Jak często Wam się zdarza trafiać na książki, które Was wzruszają ?
Ja trzymam się wersji, że niezwykle trudno wywołać u mnie tą kręcącą się w oku łezkę. Ale ta książka… Taka niepozorna, byłam przekonana, że to będzie taka wręcz oklepana i schematyczna młodzieżówka, dobra na przerwę pomiędzy konkretniejszymi książkami. A to co dostałam, jak mawia moja znajoma, po prostu zmiotło mnie z planszy…Pierwsze rozdziały , pierwsze 150 stron w sumie to była dla mnie ciągła walka ze łzami. A dla bohaterów walka na wielu różnych płaszczyznach.
Jaymerson Holloway ma z pozoru wszystko czego może zapragnąć dziewczyna w jej wieku - jest popularną i lubianą w szkole cheerleaderką, dobrze się uczy, ma kochającą rodzinę i wspaniałego chłopaka. Jedyną wadą Coltona jest jego brat bliźniak, z którym wiecznie są problemy - Hunter. Jedna impreza, jedna zła decyzja, zamienia jej życie w piekło.

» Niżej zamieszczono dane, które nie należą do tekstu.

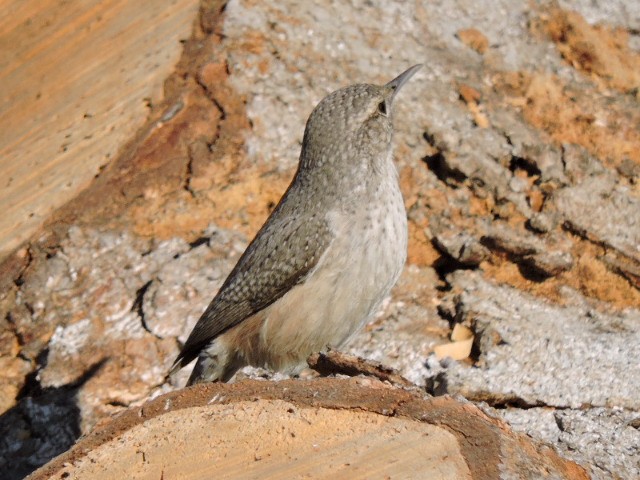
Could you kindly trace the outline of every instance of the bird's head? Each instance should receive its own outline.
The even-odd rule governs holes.
[[[414,65],[384,85],[351,85],[327,95],[307,121],[301,162],[318,167],[353,155],[390,151],[393,101],[421,66]]]

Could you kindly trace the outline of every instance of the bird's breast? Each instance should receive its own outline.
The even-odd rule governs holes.
[[[326,213],[333,239],[305,280],[264,311],[254,364],[282,369],[343,345],[389,294],[406,259],[404,202],[395,181],[368,191]]]

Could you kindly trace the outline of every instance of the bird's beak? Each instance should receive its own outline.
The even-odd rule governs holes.
[[[394,78],[393,80],[391,80],[389,83],[385,85],[385,87],[391,89],[391,95],[389,96],[389,103],[393,102],[393,99],[398,93],[398,90],[400,90],[400,87],[402,87],[405,83],[407,83],[409,79],[413,77],[414,73],[416,73],[421,68],[422,68],[421,63],[419,63],[418,65],[414,65],[413,67],[402,72],[400,75],[398,75],[396,78]]]

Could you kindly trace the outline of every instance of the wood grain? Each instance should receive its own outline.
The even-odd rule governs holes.
[[[0,259],[144,123],[197,0],[0,0]]]
[[[205,383],[96,428],[29,480],[588,478],[477,407],[372,378]]]

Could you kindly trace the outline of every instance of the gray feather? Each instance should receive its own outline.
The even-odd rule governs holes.
[[[278,300],[317,265],[333,235],[325,218],[300,214],[306,210],[299,208],[304,200],[298,191],[294,178],[196,323],[172,371],[187,365],[218,335]]]

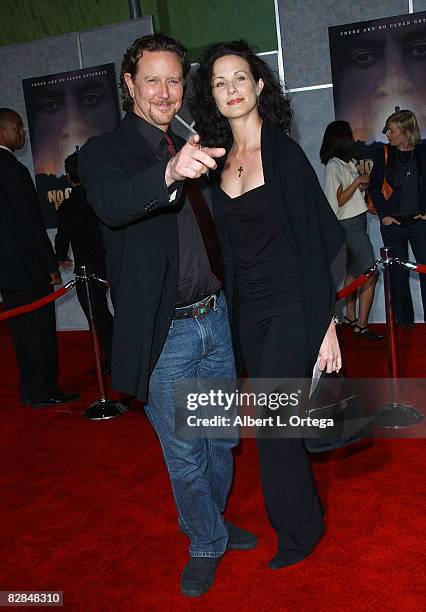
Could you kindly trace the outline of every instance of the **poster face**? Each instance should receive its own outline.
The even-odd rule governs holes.
[[[336,119],[374,149],[395,107],[414,111],[426,137],[426,12],[329,28]],[[376,144],[377,146],[377,144]]]
[[[68,196],[64,160],[120,120],[114,64],[22,81],[36,186],[46,227]]]

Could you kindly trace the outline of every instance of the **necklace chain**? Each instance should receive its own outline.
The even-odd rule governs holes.
[[[400,149],[398,149],[400,157],[401,157],[401,161],[403,166],[405,167],[405,178],[408,178],[411,174],[411,164],[413,162],[414,159],[414,149],[412,149],[411,151],[411,156],[409,161],[407,162],[407,160],[405,159],[404,155],[402,154],[402,151]]]

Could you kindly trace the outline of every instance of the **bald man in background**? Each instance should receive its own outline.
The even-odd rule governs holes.
[[[28,169],[14,152],[25,144],[21,117],[0,108],[0,292],[6,310],[49,295],[60,275]],[[55,305],[10,319],[21,399],[34,408],[79,397],[57,384]]]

“Każdy poświęca mnóstwo czasu na obarczenie winą kogoś innego albo na znalezienie jakiegoś wyjaśnienia, by poczuć się lepiej. Prawda jest taka, że czasem jakieś wydarzenia po prostu następują. Wydarzenia, które nie są w porządku ani nie mają sensu. Jednak niezależnie od tego, czy dzieje się dobrze, czy źle, trzeba pamiętać, że po prostu takie jest życie.My musimy uporać się z tym co nam przynosi.”
Wypadek w którym ginie jej chłopak, rzuca cień na kolejne miesiące jej życia. Ale nie tylko dlatego, że cierpi po jego stracie. Jest poturbowana zarówno psychicznie jak i fizycznie, ledwo uszła z życiem i czekają ją długie miesiące rekonwalescencji. I nie tylko ją bo także Hunter przeżył to tragiczne wydarzenie i również jego stan do dobrych nie należy. Ale coś co może wydawać się najgorszymi chwilami ich życia, może okazać się też nowym początkiem…

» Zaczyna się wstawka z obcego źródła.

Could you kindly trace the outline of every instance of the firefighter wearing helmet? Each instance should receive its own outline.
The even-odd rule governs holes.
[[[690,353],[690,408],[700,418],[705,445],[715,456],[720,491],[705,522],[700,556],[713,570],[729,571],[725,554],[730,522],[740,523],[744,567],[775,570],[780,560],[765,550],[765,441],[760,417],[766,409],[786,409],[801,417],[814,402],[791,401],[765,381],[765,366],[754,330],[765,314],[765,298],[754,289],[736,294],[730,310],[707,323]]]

To romans młodzieżowy - fakt, ale niezwykle głęboki i poruszający. Autorka nie skupiła się tylko i wyłącznie na relacji głównej pary. Z początku był to wyraźny wątek hate - love, jednak charakter tej znajomości zmieniałam się powolutku przez wzgląd na wspólne przeżycia, cierpienia i jak się później okazuje, wszystko między nimi wyglądało zupełnie inaczej niż początkowo byłam przekonana. Jednak na początku aż się zastanawiałam kiedy zacznie się coś dziać właśnie w tej kwestii , kiedy tych dwoje zaczną coś działać. Czy walczyć, czy się zakochiwać, no cokolwiek. Ale autorka dała nam dużą dawkę innych emocji, tych które przeżywała JayJay - to jak walczyła sama z sobą i otoczeniem, z “przyjaciółmi” którzy nagle przestali uznawać ją za jedną z nich, bo nie zachowywała się tak jak tego od niej oczekiwali. O zgrozo - zaczęła być sobą.

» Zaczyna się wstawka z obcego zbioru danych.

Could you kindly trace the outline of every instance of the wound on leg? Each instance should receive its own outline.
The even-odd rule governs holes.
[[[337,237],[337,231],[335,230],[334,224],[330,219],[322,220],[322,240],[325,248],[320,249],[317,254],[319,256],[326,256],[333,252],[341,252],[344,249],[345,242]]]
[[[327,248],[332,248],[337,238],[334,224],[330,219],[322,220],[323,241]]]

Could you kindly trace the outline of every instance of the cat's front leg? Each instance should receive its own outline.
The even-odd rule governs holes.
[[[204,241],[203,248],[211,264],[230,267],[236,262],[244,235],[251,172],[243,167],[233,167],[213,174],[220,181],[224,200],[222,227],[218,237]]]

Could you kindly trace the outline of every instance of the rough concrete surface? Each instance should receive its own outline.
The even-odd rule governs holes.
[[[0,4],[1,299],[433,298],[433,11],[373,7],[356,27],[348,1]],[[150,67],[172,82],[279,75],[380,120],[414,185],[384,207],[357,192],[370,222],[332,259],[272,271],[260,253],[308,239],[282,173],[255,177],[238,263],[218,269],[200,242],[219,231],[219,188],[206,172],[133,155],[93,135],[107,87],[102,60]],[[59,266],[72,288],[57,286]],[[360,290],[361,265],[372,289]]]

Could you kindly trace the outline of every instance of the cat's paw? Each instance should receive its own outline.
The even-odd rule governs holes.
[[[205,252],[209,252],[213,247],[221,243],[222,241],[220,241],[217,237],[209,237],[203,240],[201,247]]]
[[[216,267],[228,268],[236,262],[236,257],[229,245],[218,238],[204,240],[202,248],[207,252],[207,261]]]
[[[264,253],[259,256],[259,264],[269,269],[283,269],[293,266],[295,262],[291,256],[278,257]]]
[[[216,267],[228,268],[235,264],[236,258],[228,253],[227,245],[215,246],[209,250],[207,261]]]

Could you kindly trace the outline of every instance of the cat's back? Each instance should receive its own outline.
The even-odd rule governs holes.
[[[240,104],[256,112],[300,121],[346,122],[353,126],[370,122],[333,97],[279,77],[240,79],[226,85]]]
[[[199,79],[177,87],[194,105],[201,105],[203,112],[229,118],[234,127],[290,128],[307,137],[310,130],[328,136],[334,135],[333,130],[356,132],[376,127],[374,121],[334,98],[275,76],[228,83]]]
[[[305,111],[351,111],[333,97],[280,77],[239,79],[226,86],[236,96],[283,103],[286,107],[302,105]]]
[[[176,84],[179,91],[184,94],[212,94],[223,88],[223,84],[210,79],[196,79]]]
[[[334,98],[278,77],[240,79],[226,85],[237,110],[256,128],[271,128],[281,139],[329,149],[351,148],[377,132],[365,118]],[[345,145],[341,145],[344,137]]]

“Czy kiedykolwiek wiedziałam kim naprawdę byłam ? Wyglądało na to, że przez cały czas grałam jakąś rolę i przywdziewałam maskę dobrej córki, uczennicy albo dziewczyny. Robiłam to po to, by uszczęśliwiać innych, nie sprawiać kłopotów. Ale teraz żadna z tych ról nie zdawała się już do mnie pasować.”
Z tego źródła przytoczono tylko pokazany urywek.